One day about a year later, the bishop told Larry it was time to receive the Melchizedek Priesthood. Larry said he was willing to discuss that, but he wanted to know how to prepare—he wasn't sure he was ready.
As they talked about the requirements, there were two things Larry had problems with—he said bad words sometimes and he did not pay tithing. They worked out the first to the bishop's satisfaction, and Larry committed to paying tithing. He told me to start paying tithing with the first paycheck in January 1979 and to never ask him about it again. He didn't want a chance to change his mind.
These two parallel but separate tracks converged dramatically in March 1979. We'd been paying tithing for about three months, and Larry's boss had given him what amounted to a demotion.
That next month we came to Salt Lake City for a vacation. During that trip we purchased our first dealership in Murray, Utah. We did that with the money we had saved and invested while we were in Colorado. On 1 May 1979 we began a grand new adventure of being in business for ourselves. Because those two tracks were so parallel, we believed that Heavenly Father was watching over us and guiding our lives.
In March 1980 we took our five children to the temple and were sealed for eternity. It soon became apparent to us that Heavenly Father had a mission and a stewardship for us. Opportunities and doors began opening, and our lives were guided as we sought counsel through prayer each day.
I believe I am who I am today because of my experiences in the business world. Those experiences were built on the foundation of my youth. I've been rich and poor, and I'm still the same person either way. I know who I am and what I stand for.
As you begin your career, remember who your real partners are. Heavenly Father wants you to succeed. He will always be your partner. He will be there to guide you. All you have to do is invite Him to do so.
Your other partner is your spouse. Larry prepared me for my current role by sharing with me every day. I learned everything I know about business from him, and I was ready when the time came for me to step in. Even though I don’t run the day-to-day operations, I have valuable institutional knowledge that has allowed me to be a bridge between Larry and our son Greg, who is the current CEO, and to be a valuable resource for other employees.

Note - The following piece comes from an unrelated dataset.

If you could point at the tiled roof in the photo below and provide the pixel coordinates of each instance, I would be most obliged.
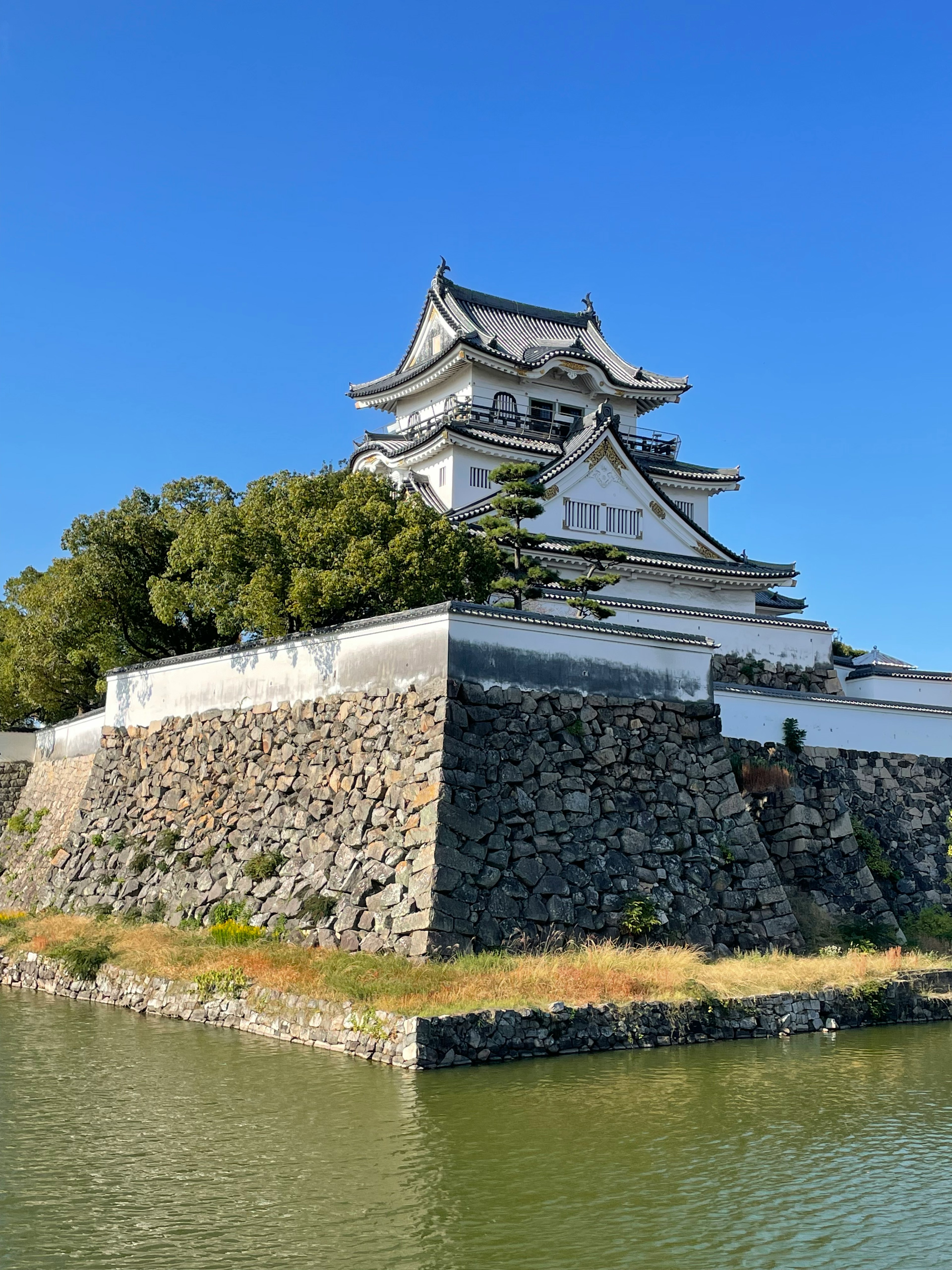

Building a successful business has been quite a journey. Many lessons have been learned along the way. The most important lesson I’ve learned is about money. Whether you’re successful or whether you fail and start over, don’t let money change who you are. Always keep it in perspective.
Larry used money like a report card. He felt it was a measure of how he was doing and a tool to do good. It fact, he often said, “Go about doing good until there’s too much good in the world.”
You also need to be resourceful. Use your talents and develop new ones in the process. There’s no limit to the talents you can have. God will help you when you help yourself.
Be independent. Take responsibility for yourself. Live your life on purpose. Do something you want to do—something that makes you happy.
Be prepared when opportunity comes your way by being frugal, but also be prepared for disappointment, because it will surely come. We’ve had our share. Don’t be afraid to fail. You can always start again, and you’ll be stronger for the experience.
Give serious consideration to what it means to be a steward and to help those who can’t do for themselves. Give back, pay it forward, and do at least one good thing every day.
These are the driving principles that make up the foundation of success: pay your tithing, pay your taxes, build your resource base by reinvesting in your business and in your life, and always be a good steward.
Convocation address given by Gail Miller
Photography by Bradley Slade, Mark Philbrick, and the Miller family
ABOUT THE SPEAKER
Gail Miller is the owner of the Larry H. Miller Group of Companies, which includes car dealerships, sports and entertainment ventures, restaurants, insurance and advertising businesses, and several charities. This text is taken from remarks she gave at convocation on 26 April 2013.